Trending Clinical Topic: New Blood Tests

Ryan Syrek


January 21, 2022

Each week, we identify one top search term, speculate about what caused its popularity, and provide an infographic on a related condition. If you have thoughts about what's trending and why, share them with us on Twitter or Facebook.

Earlier this month, a federal jury convicted Elizabeth Holmes, founder of the blood testing startup Theranos, on four of 11 charges of fraud. Her claims about revolutionizing such tests resulted in the company's valuation at $9 billion. When those claims were revealed to be misleading, many questioned whether the public would grow suspicious of legitimate advances in blood tests. Recent studies have confirmed progress in the use of blood to test for various key conditions (see Infographic below), leading to this week's top trending clinical topic.

Research from the UK suggests that pregnant women at risk for preeclampsia can now be identified early, before symptoms develop. The study analyzed genetic material from over 2500 blood samples of pregnant women from eight independent cohorts with multiple demographics, including socioeconomic background, geographic location, ethnicity, and nationality, collected 14.5 weeks before delivery. Researchers used plasma cell–free RNA transcripts to examine the molecular mechanisms in fetal, maternal, and placental tissues. A signal from a single blood sample had a 32.3% positive predictive value and 75% sensitivity. In addition, 73% of participants with a positive predictive value were identified "as destined to have a medically indicated preterm birth over 3 months in advance of the preeclampsia symptoms," said the authors. With as many as 1 in 12 pregnancies affected by preeclampsia and given that the diagnosis is most often only made in the third trimester, these results provide a promising outlook for pregnant women.

Elsewhere, recent data show that a blood-based cancer test can accurately identify cancer in undiagnosed patients with vague symptoms, even differentiating between localized and metastatic disease. A study investigated the use of nuclear magnetic resonance (NMR) metabolomics to analyze blood samples from 300 patients with nonspecific but concerning symptoms of cancer. Unlike conventional blood-based tests for cancer, which look for genetic material from tumors, the NMR-based technique uses magnetic field and radio waves to analyze levels of metabolites in the blood. NMR-based metabolomic analysis correctly detected the presence of solid tumors in 19 out of 20 patients with cancer in the study. It also identified metastatic disease in these patients with an accuracy of 94%. The authors emphasize that the techniques will need testing in a larger cohort of patients to confirm the results and evaluate the utility of the test in a wider clinical context.
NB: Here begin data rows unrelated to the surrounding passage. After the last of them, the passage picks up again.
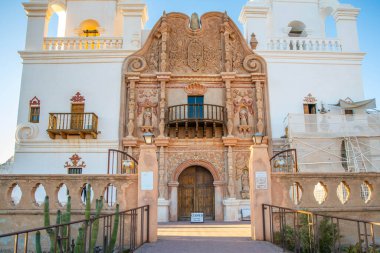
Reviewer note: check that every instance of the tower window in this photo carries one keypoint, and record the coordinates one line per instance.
(297, 29)
(34, 110)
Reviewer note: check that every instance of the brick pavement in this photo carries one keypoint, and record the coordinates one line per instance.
(210, 237)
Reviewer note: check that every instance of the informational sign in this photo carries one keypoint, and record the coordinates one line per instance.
(147, 181)
(261, 180)
(197, 218)
(246, 214)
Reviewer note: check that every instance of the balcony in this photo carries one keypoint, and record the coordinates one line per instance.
(80, 124)
(196, 120)
(304, 44)
(82, 43)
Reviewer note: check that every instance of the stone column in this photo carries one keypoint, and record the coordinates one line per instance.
(38, 19)
(135, 17)
(228, 77)
(260, 189)
(173, 195)
(260, 106)
(148, 186)
(219, 192)
(163, 78)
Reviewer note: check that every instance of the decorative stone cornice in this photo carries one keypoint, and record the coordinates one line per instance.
(36, 9)
(346, 12)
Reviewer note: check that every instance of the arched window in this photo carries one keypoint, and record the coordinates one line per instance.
(89, 28)
(297, 29)
(34, 110)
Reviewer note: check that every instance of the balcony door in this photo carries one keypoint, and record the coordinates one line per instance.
(195, 110)
(77, 114)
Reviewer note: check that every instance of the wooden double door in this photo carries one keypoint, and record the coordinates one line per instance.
(196, 193)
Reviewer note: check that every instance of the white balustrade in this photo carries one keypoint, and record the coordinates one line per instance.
(304, 44)
(82, 43)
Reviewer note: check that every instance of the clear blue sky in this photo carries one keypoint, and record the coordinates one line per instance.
(13, 27)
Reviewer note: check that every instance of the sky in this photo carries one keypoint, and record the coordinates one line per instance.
(13, 22)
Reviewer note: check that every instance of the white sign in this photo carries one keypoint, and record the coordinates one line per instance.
(261, 180)
(245, 214)
(147, 181)
(197, 218)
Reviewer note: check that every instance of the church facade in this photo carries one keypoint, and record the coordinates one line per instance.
(200, 85)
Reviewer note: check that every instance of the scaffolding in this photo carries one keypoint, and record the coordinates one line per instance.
(334, 142)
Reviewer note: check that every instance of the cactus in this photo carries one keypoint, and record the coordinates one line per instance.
(38, 242)
(50, 231)
(79, 243)
(95, 225)
(111, 246)
(66, 218)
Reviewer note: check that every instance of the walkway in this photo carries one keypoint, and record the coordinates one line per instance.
(210, 237)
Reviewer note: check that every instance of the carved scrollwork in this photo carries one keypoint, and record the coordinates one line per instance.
(136, 64)
(26, 131)
(252, 64)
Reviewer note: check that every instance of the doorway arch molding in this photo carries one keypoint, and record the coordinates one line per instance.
(202, 163)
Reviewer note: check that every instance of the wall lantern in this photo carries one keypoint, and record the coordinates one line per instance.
(258, 138)
(148, 138)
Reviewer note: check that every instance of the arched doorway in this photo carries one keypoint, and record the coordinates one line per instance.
(196, 193)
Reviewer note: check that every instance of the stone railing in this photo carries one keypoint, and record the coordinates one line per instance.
(304, 44)
(82, 43)
(335, 192)
(24, 194)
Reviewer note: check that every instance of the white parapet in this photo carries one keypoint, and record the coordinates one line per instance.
(304, 44)
(82, 43)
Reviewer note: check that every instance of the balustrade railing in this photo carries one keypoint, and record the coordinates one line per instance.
(82, 43)
(196, 112)
(72, 123)
(304, 44)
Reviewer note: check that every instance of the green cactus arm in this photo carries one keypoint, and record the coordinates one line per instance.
(115, 229)
(87, 212)
(38, 242)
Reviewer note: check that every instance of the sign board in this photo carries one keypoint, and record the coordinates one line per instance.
(246, 214)
(261, 180)
(197, 218)
(147, 181)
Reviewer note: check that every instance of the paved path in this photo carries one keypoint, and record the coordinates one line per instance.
(209, 237)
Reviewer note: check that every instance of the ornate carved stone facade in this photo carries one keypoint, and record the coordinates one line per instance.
(207, 58)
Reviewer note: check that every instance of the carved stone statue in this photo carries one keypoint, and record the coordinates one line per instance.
(195, 23)
(147, 121)
(245, 185)
(243, 115)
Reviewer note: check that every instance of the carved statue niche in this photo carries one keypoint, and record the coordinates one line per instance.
(245, 184)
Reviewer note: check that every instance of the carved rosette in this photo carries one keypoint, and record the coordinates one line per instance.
(195, 89)
(136, 64)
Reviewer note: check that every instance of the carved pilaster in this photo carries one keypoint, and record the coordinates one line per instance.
(228, 77)
(161, 174)
(132, 105)
(163, 78)
(231, 180)
(260, 106)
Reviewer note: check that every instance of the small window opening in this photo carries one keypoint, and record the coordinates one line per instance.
(34, 111)
(297, 29)
(75, 171)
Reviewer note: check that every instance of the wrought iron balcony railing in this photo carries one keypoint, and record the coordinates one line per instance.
(196, 113)
(81, 124)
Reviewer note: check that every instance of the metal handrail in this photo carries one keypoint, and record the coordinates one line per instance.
(289, 220)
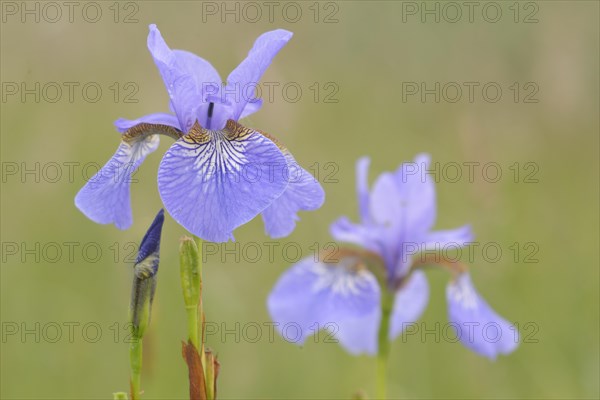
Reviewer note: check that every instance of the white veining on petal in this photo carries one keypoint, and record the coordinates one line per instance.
(219, 154)
(340, 278)
(463, 293)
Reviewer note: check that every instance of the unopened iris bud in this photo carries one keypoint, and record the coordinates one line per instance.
(144, 279)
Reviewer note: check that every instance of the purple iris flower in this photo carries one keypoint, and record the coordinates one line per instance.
(344, 293)
(218, 174)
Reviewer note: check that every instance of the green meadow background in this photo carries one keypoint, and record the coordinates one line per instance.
(63, 315)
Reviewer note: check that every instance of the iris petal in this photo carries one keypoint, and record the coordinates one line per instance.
(214, 181)
(338, 297)
(246, 76)
(409, 303)
(123, 124)
(303, 192)
(187, 77)
(417, 194)
(251, 108)
(105, 198)
(477, 325)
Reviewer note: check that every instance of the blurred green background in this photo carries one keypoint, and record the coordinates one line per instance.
(367, 50)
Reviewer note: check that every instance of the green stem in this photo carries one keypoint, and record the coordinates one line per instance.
(193, 327)
(387, 299)
(135, 361)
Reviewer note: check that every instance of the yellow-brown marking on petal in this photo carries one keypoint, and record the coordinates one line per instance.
(143, 130)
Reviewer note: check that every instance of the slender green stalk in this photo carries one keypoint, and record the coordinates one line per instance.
(135, 361)
(193, 329)
(387, 301)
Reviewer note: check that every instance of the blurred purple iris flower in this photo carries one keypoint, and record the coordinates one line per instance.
(344, 295)
(218, 174)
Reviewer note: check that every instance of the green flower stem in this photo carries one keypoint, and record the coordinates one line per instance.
(383, 345)
(193, 329)
(135, 361)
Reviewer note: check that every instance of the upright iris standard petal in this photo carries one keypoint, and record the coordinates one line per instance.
(105, 198)
(417, 194)
(188, 79)
(477, 325)
(342, 298)
(242, 81)
(211, 182)
(303, 192)
(409, 303)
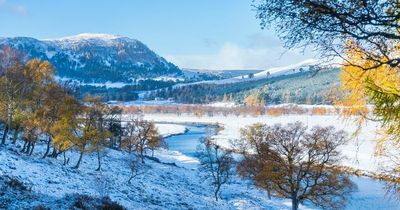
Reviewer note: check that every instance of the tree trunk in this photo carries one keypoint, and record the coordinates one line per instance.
(216, 192)
(28, 148)
(79, 161)
(142, 155)
(3, 140)
(33, 147)
(24, 147)
(54, 153)
(295, 204)
(66, 160)
(48, 147)
(98, 160)
(269, 193)
(15, 135)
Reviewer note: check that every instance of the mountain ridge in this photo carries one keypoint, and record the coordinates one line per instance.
(95, 57)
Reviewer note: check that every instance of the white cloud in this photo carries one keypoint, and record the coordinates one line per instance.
(20, 9)
(233, 56)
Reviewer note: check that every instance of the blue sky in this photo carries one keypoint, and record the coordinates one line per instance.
(211, 34)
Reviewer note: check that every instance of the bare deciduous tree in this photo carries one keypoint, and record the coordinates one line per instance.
(217, 162)
(293, 163)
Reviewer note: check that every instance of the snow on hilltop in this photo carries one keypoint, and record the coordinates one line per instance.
(294, 68)
(306, 65)
(85, 36)
(96, 57)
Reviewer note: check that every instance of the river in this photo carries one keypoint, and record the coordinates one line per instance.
(371, 194)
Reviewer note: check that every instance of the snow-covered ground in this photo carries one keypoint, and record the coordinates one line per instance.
(170, 129)
(176, 182)
(359, 150)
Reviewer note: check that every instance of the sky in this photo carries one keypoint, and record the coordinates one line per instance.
(206, 34)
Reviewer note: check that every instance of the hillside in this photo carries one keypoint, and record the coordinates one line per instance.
(285, 86)
(96, 57)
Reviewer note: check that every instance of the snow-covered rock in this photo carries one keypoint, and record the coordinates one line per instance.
(96, 57)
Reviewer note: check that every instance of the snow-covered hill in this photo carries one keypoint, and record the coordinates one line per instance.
(303, 66)
(95, 57)
(173, 183)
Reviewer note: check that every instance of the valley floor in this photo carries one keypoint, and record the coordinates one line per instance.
(162, 186)
(174, 182)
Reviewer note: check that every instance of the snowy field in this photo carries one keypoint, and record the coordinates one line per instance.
(359, 151)
(162, 186)
(175, 182)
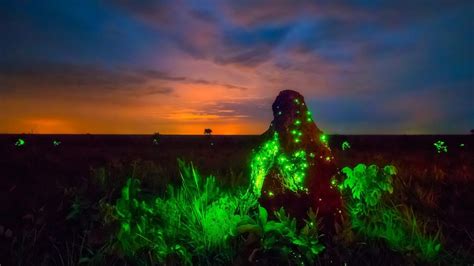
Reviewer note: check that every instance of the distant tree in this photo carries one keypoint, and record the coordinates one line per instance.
(156, 138)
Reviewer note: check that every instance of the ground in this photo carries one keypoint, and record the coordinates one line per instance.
(41, 182)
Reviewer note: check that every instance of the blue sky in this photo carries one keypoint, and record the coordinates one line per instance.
(400, 67)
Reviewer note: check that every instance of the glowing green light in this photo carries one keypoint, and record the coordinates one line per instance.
(293, 168)
(263, 161)
(441, 146)
(346, 145)
(324, 139)
(20, 142)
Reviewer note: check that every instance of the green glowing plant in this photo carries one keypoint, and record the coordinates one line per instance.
(281, 236)
(345, 145)
(374, 218)
(440, 146)
(195, 222)
(20, 142)
(292, 168)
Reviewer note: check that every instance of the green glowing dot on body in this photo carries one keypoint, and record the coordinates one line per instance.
(20, 142)
(292, 167)
(346, 145)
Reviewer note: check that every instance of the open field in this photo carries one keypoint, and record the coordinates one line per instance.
(40, 183)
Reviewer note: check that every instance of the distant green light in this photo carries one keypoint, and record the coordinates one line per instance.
(292, 168)
(346, 145)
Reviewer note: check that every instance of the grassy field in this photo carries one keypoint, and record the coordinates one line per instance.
(55, 200)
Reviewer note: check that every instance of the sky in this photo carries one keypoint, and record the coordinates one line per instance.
(179, 66)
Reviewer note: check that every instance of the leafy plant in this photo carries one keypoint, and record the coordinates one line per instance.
(368, 184)
(441, 146)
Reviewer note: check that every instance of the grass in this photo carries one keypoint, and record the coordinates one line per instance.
(425, 209)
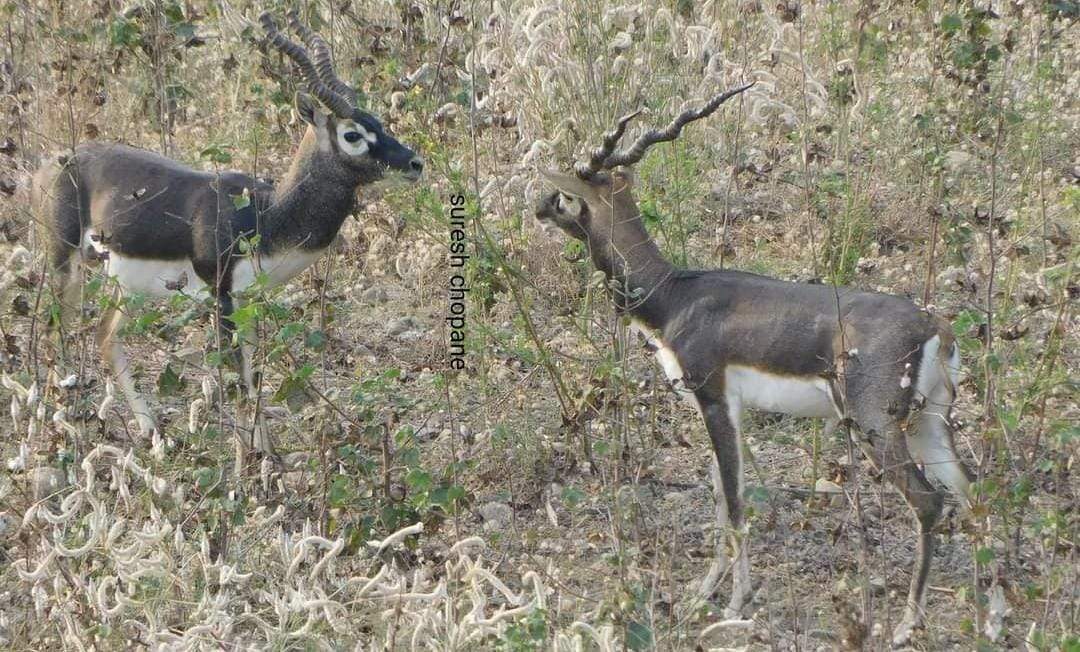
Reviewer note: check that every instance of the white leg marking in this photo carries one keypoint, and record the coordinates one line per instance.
(117, 361)
(738, 538)
(933, 444)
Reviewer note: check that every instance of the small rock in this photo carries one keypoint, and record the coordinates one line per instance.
(375, 295)
(958, 161)
(401, 325)
(823, 486)
(46, 480)
(409, 336)
(497, 516)
(296, 460)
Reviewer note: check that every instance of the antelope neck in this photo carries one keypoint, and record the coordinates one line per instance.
(635, 268)
(311, 202)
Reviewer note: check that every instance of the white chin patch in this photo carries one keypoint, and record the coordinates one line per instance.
(570, 205)
(360, 146)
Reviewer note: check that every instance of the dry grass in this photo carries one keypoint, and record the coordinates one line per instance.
(920, 150)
In other cancer detection news, a new blood-based biomarker panel combined with a model assessing risk factors for lung cancer better predicts who could benefit most from screening, according to new findings. Hanash and colleagues found that a four-marker protein panel (4MP) — consisting of the precursor form of surfactant protein B (pro-SFTPB), cancer antigen 125, carcinoembryonic antigen, and cytokeratin-19 fragment — can potentially identify individuals at risk for lung cancer. The study found that combining the blood-based 4MP with a lung cancer risk prediction model (PLCOm2012) better identified individuals who would benefit from lung cancer screening compared with the US Preventive Services Task Force (USPSTF) criteria.

Among individuals who had at least a 10–pack-year smoking history, the combination model demonstrated a sensitivity of 88.4%, compared with 78.5% for the USPSTF criteria. Specificity was also better (56.2% vs 49.3%). The 4MP alone yielded an area under the receiver operating characteristic curve (AUC) of 0.79 for specimens drawn from lung cancer cases obtained within 1 year before diagnosis and 0.74 for the entire specimen set. The combined 4MP and PLCOm2012 model yielded an AUC of 0.85 for lung cancer specimens that had been collected within 1 year before diagnosis. The authors note that although the blood test could be implemented as a lab test in the near future, approval from the US Food and Drug Administration would most likely require evaluation through a prospective clinical trial.

In terms of other conditions, a new blood test that identifies a variant of the protein P53 appears to predict Alzheimer's disease (AD) progression up to 6 years in advance of a clinical diagnosis. Analysis of two studies showed that AlzoSure Predict, which uses less than 1 mL of blood, had numerous benefits compared with other blood tests that track AD pathology. Results showed the test predicted decline from mild cognitive impairment to AD at the end of 6 years, with an AUC greater than 90%. The findings were presented at the 14th Clinical Trials on Alzheimer's Disease (CTAD) conference.

Although Holmes's claims were not supported by rigorous science, legitimate advances in blood testing are promising. Detecting preeclampsia and cancer and assessing AD progression all may soon be more accurate and easier, which is why "new blood tests" became this week's top trending clinical topic.